Как-то раз, узнав, что я еду с проверкой на 310 блок-пост в населённый пункт Пахулани, он приехал туда буквально следом за мной в сопровождение нескольких журналистов. Помимо этого он заранее договорился с абхазской стороной и в этот же момент со стороны Абхазии также подъехали представители абхазских силовых структур и администрации Гальского района.

Достав из багажника артиллерийскую буссоль ПАБ-2а, Ошкерелия всё это сложил к моим ногам и с ходу предложил проверить правильность координат блок-поста.

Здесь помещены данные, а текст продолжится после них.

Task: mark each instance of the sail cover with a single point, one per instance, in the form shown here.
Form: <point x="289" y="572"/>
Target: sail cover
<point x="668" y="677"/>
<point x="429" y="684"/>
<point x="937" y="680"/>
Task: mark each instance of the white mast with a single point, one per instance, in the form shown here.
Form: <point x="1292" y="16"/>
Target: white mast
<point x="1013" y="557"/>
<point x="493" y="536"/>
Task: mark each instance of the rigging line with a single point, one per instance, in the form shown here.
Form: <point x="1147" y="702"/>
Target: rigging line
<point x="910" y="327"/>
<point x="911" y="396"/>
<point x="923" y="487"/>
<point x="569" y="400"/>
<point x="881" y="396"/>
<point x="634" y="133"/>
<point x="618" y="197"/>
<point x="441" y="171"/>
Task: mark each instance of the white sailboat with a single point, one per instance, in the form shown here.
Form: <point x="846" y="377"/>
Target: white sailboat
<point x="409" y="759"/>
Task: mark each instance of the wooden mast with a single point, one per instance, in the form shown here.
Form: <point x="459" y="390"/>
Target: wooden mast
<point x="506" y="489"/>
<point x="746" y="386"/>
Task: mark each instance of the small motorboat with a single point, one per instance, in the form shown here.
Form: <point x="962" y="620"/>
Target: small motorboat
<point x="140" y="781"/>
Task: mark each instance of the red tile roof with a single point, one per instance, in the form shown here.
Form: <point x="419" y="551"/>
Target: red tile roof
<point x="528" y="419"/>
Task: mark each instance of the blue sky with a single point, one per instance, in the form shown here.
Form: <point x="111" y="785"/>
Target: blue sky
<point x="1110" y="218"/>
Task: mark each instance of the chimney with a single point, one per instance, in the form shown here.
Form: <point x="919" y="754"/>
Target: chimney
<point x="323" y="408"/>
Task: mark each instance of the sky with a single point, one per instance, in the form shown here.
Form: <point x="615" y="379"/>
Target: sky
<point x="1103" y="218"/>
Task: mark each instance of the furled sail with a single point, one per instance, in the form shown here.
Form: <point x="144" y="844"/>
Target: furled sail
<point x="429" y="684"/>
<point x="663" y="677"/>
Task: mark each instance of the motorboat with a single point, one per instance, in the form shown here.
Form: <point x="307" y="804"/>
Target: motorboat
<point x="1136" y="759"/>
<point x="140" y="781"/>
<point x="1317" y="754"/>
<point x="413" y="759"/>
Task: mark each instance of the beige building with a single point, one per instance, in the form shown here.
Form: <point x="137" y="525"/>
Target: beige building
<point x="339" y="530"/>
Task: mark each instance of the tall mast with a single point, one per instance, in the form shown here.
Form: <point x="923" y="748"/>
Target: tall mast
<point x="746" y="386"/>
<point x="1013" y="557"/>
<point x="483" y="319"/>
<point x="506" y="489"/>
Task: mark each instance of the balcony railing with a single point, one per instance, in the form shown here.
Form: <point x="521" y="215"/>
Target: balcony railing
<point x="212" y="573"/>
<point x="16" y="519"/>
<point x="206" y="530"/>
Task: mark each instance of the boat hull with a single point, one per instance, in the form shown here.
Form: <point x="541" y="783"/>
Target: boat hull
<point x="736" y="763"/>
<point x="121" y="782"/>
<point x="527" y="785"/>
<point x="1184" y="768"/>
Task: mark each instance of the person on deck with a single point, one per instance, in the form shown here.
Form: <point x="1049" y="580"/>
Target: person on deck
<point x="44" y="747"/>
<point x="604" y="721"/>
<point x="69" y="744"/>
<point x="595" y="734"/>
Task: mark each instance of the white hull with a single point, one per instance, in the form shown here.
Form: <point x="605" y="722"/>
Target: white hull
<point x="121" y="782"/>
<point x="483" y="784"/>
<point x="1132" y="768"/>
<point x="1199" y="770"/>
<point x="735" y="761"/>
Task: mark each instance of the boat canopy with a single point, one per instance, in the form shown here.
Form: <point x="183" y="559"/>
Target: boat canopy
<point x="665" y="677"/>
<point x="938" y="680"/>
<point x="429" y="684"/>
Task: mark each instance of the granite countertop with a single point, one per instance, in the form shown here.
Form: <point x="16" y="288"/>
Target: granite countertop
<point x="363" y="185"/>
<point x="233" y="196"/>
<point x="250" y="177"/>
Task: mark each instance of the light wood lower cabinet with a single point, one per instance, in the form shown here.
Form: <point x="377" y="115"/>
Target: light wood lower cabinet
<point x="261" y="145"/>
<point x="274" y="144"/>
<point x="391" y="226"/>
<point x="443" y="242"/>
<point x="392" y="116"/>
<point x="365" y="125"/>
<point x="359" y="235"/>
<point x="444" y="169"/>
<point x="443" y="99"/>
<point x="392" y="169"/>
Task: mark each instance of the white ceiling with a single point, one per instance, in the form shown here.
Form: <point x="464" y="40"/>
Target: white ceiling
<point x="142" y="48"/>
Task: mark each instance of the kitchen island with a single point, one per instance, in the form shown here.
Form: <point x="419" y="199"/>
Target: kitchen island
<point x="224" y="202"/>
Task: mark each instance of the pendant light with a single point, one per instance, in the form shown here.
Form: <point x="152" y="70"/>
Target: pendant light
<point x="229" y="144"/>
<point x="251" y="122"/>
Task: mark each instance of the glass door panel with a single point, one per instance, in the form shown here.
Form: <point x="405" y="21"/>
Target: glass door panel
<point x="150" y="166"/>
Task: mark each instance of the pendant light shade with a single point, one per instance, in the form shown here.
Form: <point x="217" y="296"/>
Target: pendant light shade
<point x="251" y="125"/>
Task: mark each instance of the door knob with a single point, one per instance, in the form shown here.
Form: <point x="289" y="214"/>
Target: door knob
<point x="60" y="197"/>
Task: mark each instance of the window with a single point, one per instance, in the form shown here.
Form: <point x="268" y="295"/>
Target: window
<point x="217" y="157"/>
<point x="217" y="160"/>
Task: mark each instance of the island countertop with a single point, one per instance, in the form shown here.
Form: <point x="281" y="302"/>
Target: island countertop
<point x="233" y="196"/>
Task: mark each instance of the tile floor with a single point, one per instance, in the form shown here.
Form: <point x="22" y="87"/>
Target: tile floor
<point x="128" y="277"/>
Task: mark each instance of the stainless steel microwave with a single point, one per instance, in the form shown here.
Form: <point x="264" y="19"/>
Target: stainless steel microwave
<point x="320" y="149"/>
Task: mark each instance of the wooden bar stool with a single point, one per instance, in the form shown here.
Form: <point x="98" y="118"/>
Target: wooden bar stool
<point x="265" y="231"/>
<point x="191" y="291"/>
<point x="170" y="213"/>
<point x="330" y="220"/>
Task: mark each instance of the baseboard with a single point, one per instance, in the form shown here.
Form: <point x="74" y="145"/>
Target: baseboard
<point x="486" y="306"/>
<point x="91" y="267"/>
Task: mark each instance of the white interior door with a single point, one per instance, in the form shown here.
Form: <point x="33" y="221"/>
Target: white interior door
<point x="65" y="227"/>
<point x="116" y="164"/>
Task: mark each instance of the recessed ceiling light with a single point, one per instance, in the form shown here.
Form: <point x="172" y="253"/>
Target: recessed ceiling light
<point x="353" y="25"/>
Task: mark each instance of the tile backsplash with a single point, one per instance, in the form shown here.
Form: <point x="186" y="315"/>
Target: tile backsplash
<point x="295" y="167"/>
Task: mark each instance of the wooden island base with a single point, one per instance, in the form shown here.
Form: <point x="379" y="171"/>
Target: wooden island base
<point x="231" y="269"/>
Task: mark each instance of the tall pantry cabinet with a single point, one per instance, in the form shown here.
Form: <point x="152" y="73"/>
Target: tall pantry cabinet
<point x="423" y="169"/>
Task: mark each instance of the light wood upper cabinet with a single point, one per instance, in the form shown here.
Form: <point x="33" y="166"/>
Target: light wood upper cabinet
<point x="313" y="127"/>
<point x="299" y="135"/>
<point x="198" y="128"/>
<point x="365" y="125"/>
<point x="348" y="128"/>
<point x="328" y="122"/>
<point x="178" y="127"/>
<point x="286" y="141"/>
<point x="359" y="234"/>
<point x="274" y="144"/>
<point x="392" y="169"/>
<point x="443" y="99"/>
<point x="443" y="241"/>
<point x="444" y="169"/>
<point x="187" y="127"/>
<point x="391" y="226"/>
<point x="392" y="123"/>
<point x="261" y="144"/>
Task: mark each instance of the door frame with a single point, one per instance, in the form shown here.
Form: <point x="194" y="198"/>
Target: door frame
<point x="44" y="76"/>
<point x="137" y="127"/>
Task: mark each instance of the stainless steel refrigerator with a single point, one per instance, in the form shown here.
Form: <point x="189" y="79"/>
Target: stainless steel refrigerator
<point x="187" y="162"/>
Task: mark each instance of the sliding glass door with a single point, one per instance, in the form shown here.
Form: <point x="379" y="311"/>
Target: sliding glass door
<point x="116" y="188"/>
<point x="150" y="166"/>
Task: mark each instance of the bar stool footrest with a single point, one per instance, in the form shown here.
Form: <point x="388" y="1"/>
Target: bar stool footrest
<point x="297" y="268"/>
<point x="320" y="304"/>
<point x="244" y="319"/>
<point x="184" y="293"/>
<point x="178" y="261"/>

Надо сказать справедливости ради, что данный блок-пост изначально был выставлен с ошибкой и не на самой условной линии границы между Грузией и Абхазией, как договаривались, а в семидесяти метрах от условной линии границы на Абхазской стороне. То есть получалось, что грузинский военный наблюдатель, иностранный военнослужащий, находился на территории чужого государства. Поэтому в адрес грузина постоянно сыпались угрозы и существовала реальная опасность его физического уничтожения. Или захвата в плен. Что создавало вокруг деятельности русских миротворцев на этом посту атмосферу нервозности, напряжения и опасности в данном месте. Этим и воспользовался Ошкерелия.

Принимая мужественные позы, как ему казалось и, играя перед камерами снимающих журналистов, он сунул мне в руки футляр с буссолью, треногу и небрежно распорядился: – Товарищ майор, сделайте пожалуйста привязку блок-поста и определите на сколько метров блок-пост углубился на территорию Абхазии.